露に復活の機会与えた米国
リセット外交が契機に
危機感を抱く同盟国
【ワシントン】2014年9月5日、ロシアの工作員がエストニアに侵入し、治安当局者を拘束した。ロシアは先週、非公開の裁判でこの当局者を15年の懲役とした。
これに対して国務省は声明を出した。北大西洋条約機構(NATO)事務総長は、ツイートを出した。米国もNATOも何もしなかった。ウォール・ストリート・ジャーナル紙によると、欧州連合(EU)は、対応を協議するには時期尚早と表明した。
NATOの領土にロシアが図々しく入り込んだのは、オバマ大統領のエストニア訪問の2日後だった。米国のこの国の安全確保への関与を象徴する訪問であり、ロシアの取った行動は、プーチン大統領が米大統領を蔑んでいることの証左だ。プーチン氏は、オバマ氏が何もしないことを知っている。当然の帰結ということだ。
-プーチン氏はイランへの武器禁輸を破り、S300ミサイルのイランへの売却凍結を解除した。オバマ氏はこれを非難したものの、厳密には違法ではないと言った上で、「本当のことを言うと、ここまで持ちこたえてくれたことに驚いている」とプーチン氏に賛辞を送った。
-ロシアは、イランとの交渉の最終段階でオバマ氏を巧妙にだまし、イランとともに通常型兵器と弾道弾の禁輸解除を要求した。オバマ氏はこれを受け入れた。
プーチン氏はウクライナに侵攻し、クリミアを併合し、二つのミンスク停戦協定を破り、ロシア・ウクライナ国境を消し去った。オバマ氏はこれに対して申し訳程度の制裁を科し、無意味な警告を出し、プーチン氏を刺激しないようウクライナに自衛用の兵器を提供するのを拒否した。
これに東欧諸国が反応した。2月にリトアニアが徴兵制を復活させることを決定した。戦略的にはあまり意味はない。ロシア軍が侵攻すればリトアニアは1日と持たないからだ。だが、大きな象徴的意味を持つ。東欧諸国は自国領に恒久的基地を設置するようNATOに要求してきた。ロシアの侵攻に対してNATOと米国が強力な対応を取れるようにするためだ。
NATOは拒否した。代わりにオバマ氏は、バルト諸国とポーランドでの軍事演習を増やすことを提案した。250両の戦車と装甲車両を追加配備したが、同盟国7カ国に分散した。プーチン氏はロシアが帝国を失ったことに強い怒りを抱いているが、それはオバマ氏が大統領になるずっと前のことだ。この怒りは帝国の復活に向けられ、再征服を政策として進めている。だがこれを実行するには機会が必要だ。オバマ氏の6年半にわたる「リセット」外交がまさにこの機会となった。

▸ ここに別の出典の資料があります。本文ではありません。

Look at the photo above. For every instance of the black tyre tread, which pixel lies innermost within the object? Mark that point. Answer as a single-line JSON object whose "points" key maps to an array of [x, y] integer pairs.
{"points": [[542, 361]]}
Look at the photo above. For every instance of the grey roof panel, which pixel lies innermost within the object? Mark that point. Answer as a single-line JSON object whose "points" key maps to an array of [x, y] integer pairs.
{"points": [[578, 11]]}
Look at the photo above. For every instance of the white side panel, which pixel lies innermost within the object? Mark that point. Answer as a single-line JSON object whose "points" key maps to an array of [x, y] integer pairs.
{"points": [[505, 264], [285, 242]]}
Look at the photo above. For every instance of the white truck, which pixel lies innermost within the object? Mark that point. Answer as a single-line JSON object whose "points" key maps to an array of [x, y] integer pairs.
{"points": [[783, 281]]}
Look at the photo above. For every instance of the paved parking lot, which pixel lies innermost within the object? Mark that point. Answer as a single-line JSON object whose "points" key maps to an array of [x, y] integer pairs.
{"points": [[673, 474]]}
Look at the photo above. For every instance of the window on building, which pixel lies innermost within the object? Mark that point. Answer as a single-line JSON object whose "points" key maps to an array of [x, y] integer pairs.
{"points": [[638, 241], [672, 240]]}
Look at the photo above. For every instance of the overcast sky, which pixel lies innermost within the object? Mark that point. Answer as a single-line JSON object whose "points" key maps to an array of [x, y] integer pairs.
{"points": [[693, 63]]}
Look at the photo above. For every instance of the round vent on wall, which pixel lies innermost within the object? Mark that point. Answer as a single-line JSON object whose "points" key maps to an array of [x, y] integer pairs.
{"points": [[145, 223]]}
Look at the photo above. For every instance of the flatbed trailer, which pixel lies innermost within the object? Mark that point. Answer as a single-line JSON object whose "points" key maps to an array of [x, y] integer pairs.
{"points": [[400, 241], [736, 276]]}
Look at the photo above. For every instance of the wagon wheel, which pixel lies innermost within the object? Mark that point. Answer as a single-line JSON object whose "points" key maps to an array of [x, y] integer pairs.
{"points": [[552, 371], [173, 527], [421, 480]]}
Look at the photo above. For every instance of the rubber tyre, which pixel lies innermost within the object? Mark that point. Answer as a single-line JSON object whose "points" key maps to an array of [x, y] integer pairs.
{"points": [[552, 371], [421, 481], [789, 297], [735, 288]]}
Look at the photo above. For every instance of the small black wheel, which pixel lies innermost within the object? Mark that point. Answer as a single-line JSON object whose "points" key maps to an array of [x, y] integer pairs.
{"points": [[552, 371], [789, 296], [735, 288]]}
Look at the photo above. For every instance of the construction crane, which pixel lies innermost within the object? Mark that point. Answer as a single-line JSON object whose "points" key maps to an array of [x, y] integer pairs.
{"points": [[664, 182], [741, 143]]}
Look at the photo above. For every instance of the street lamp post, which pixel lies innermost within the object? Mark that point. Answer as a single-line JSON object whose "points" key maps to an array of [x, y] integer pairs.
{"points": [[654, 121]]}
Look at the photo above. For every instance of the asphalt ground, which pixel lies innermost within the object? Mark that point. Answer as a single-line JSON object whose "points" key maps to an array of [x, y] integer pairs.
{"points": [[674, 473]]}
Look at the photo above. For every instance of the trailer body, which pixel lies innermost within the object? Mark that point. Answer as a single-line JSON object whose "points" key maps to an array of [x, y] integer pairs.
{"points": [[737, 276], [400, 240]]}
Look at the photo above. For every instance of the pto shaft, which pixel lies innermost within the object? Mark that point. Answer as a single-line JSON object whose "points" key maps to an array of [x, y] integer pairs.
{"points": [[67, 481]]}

ロシアは第2次大戦後、西方拡大の障害となっているのは、退廃的な平和状態を謳歌(おうか)する欧州ではなく、西側の安全の守護者としての米国であることを認識していた。ナイーブで優柔不断なオバマ氏は、この守護者としての役割をあいまいにしてしまった。
これはリセットボタンで始まった。オバマ大統領の就任宣誓から2カ月足らずで、これ見よがしに始められた。その半年後、米国はポーランドとチェコが合意していた防空ミサイル配備を一方的に中止した。これも、プーチン氏を刺激しないためだ。
2012年になってもオバマ氏は依然として状況がよく分かっていなかった。ミット・ロムニー氏のまねをして、ロシアが「米国の最大の地政学的脅威であることに疑いはない」と気の利いたことを言ったことがある。「1980年代の外交政策を復活させることが求められている」と言ったものの、最終的には「冷戦は20年前に終わった」という説明で落ち着いた。

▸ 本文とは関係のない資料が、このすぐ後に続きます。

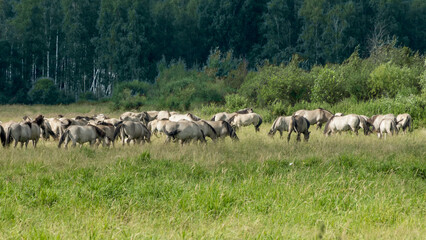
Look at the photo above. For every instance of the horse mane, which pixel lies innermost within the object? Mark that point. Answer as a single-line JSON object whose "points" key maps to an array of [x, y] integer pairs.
{"points": [[244, 111], [2, 136], [232, 118], [212, 128], [29, 124], [328, 124], [275, 123], [67, 124], [26, 118], [99, 131], [39, 120], [105, 124]]}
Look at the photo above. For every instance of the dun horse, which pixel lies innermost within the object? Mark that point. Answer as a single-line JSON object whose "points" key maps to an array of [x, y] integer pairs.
{"points": [[317, 116], [280, 124], [81, 134], [299, 125], [241, 120]]}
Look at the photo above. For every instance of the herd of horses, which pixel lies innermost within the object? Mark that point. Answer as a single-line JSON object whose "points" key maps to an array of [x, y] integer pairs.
{"points": [[139, 127]]}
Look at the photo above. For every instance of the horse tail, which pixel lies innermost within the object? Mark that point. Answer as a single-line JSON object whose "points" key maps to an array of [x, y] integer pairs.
{"points": [[117, 130], [172, 133], [99, 131], [210, 126], [393, 126], [51, 133], [258, 123], [410, 123], [64, 136], [308, 124], [363, 125], [9, 136], [231, 119], [2, 136], [327, 125]]}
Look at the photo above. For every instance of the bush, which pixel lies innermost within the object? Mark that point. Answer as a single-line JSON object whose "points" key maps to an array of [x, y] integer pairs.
{"points": [[235, 102], [288, 84], [387, 80], [327, 86], [130, 95], [45, 91], [181, 89], [353, 73]]}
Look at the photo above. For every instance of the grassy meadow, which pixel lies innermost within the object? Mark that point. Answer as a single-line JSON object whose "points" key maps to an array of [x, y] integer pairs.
{"points": [[340, 187]]}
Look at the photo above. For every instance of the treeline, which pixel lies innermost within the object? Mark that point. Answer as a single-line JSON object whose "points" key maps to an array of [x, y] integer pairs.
{"points": [[87, 47], [391, 80]]}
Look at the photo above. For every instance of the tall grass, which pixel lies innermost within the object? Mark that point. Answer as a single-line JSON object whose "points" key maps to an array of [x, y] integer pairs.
{"points": [[343, 186]]}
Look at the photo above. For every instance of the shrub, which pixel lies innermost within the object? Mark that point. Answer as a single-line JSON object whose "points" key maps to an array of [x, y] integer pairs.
{"points": [[353, 73], [130, 95], [45, 91], [388, 79], [181, 89], [235, 102], [288, 84], [327, 86]]}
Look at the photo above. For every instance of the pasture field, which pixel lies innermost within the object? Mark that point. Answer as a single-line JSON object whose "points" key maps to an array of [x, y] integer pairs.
{"points": [[340, 187]]}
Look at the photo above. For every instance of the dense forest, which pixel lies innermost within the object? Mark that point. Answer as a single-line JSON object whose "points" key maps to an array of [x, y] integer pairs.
{"points": [[180, 52]]}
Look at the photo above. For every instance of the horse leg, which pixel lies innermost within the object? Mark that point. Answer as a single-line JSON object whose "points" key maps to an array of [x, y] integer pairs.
{"points": [[289, 135]]}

15年になって同じような要求が出てきた。オバマ政権の高官がロムニー氏の過去の発言が正しかったと主張したのだ。オバマ氏が指名した次期統合参謀本部議長が、「ロシアは米国の安全保障にとって最大の脅威だ」と主張した。2週間前には、退役するオディエルノ陸軍参謀総長が、ロシアは米国の「最も危険な」軍事的脅威だと語った。国防長官はさらに踏み込み「米国にとってロシアの脅威は現に存在する」と指摘した。
冷戦は終わっていなかったということも明らかになった。プーチン氏は反撃を目指している。オバマ氏がロシアの真意を全く見誤ったことが原因でパワーバランスが変わった。米国の同盟国はこれを感じている。

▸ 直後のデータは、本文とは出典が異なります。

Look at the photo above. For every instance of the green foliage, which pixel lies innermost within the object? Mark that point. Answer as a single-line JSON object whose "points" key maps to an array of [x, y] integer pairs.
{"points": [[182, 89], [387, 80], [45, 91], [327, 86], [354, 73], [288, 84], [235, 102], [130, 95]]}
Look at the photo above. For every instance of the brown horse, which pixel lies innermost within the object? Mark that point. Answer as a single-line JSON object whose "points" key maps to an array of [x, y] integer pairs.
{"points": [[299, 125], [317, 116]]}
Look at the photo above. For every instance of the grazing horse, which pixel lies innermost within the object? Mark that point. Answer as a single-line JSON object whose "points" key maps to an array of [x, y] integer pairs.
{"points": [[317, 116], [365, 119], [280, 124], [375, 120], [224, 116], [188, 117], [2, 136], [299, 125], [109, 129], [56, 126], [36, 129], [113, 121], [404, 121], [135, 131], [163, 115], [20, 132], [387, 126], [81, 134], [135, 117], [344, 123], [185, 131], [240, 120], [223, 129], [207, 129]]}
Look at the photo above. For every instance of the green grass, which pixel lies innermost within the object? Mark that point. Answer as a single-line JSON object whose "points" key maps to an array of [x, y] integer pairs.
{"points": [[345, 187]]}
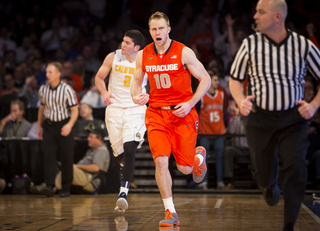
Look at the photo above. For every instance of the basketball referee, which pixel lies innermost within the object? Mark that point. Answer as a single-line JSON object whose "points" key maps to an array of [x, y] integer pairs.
{"points": [[275, 60], [57, 114]]}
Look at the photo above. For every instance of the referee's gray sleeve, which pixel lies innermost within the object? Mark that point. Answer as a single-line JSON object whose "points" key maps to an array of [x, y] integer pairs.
{"points": [[314, 60], [71, 96], [238, 69]]}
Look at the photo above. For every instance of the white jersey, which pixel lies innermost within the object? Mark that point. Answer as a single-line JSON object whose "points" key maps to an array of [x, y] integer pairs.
{"points": [[120, 81]]}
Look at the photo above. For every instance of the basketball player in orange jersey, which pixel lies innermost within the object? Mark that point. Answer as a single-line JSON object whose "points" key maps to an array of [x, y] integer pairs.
{"points": [[211, 122], [171, 119]]}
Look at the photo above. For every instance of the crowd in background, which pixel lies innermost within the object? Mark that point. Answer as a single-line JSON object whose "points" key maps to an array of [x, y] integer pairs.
{"points": [[80, 33]]}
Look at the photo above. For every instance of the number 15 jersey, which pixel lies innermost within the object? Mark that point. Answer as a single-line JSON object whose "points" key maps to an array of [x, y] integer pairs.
{"points": [[169, 79]]}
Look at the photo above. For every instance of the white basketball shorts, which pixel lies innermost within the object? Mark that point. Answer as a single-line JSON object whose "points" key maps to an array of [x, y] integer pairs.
{"points": [[124, 125]]}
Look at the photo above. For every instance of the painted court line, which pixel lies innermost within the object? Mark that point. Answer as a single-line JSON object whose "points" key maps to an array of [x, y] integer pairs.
{"points": [[311, 213]]}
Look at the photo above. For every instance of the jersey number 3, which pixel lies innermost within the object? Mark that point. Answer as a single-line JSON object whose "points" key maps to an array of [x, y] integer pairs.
{"points": [[127, 81], [163, 81]]}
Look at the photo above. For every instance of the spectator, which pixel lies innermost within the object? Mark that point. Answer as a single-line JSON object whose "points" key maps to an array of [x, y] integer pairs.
{"points": [[15, 125], [91, 62], [2, 185], [88, 170], [237, 147], [68, 70], [19, 76], [9, 85], [39, 74], [202, 42], [9, 57], [24, 50], [70, 53], [81, 70], [6, 43]]}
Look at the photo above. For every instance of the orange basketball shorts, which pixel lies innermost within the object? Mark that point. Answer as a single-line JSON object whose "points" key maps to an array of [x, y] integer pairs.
{"points": [[168, 134]]}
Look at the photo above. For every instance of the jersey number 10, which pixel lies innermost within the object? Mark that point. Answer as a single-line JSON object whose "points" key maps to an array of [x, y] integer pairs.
{"points": [[163, 81]]}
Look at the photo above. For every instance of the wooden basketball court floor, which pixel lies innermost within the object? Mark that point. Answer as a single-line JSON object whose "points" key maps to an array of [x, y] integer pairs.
{"points": [[197, 211]]}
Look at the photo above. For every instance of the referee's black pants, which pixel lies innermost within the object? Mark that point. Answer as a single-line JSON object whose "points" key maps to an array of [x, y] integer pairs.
{"points": [[278, 145], [55, 144]]}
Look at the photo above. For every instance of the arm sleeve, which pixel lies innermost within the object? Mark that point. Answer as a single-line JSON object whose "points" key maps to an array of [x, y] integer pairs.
{"points": [[313, 60], [238, 69], [71, 96]]}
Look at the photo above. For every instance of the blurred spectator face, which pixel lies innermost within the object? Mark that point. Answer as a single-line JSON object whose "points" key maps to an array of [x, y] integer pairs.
{"points": [[33, 84], [19, 74], [65, 45], [80, 60], [4, 32], [36, 65], [26, 43], [214, 81], [9, 81], [10, 57], [87, 52], [213, 65], [60, 55], [16, 112], [67, 68], [85, 111]]}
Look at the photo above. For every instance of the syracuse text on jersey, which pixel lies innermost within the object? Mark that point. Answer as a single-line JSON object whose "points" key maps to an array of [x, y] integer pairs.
{"points": [[165, 67], [123, 69]]}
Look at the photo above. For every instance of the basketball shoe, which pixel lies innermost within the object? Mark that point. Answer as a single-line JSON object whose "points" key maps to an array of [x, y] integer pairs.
{"points": [[122, 203], [201, 171], [121, 223], [170, 220]]}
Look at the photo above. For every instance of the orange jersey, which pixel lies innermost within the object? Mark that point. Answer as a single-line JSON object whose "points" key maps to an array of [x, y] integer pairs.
{"points": [[169, 80], [211, 114]]}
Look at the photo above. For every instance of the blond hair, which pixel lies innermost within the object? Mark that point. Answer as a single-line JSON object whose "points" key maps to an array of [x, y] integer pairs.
{"points": [[159, 15]]}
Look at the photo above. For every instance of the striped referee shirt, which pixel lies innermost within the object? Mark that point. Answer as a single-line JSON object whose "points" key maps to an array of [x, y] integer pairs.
{"points": [[57, 101], [276, 71]]}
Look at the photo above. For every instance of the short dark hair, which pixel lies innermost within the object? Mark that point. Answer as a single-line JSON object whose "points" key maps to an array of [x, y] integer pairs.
{"points": [[159, 15], [99, 132], [20, 104], [136, 36]]}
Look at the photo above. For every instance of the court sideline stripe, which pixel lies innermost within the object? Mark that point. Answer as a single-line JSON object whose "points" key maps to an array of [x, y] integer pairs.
{"points": [[51, 224], [218, 204], [311, 213]]}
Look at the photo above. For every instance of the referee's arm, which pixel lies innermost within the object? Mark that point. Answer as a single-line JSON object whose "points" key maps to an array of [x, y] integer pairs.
{"points": [[40, 120], [66, 129]]}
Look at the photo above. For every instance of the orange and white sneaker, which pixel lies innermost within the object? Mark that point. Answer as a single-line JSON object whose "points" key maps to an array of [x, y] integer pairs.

東欧諸国だけではない。エジプト大統領はこの4カ月間で2回モスクワを訪問した。エジプトは、40年にわたってロシアを避け、米国にとっては中東の主要アラブ同盟国だ。
ロシアへの警戒心がもともと強いサウジアラビアも、オバマ氏が核交渉でイランに屈し、中東の大国となる道を開いたことに衝撃を受け、新たな道を模索している。サウジはサンクトペテルブルクで最近開催された経済会議で、プーチン氏をサウジに招待し、ロシアもサルマン新国王をプーチン帝国に招待してこれに応じた。
ケリー国務長官がノーベル賞を目指し、オバマ氏が大統領図書館のプランの練っている一方で、プーチン氏は、オバマ氏の残る1年5カ月間の大チャンスをどうものにするかを考えている。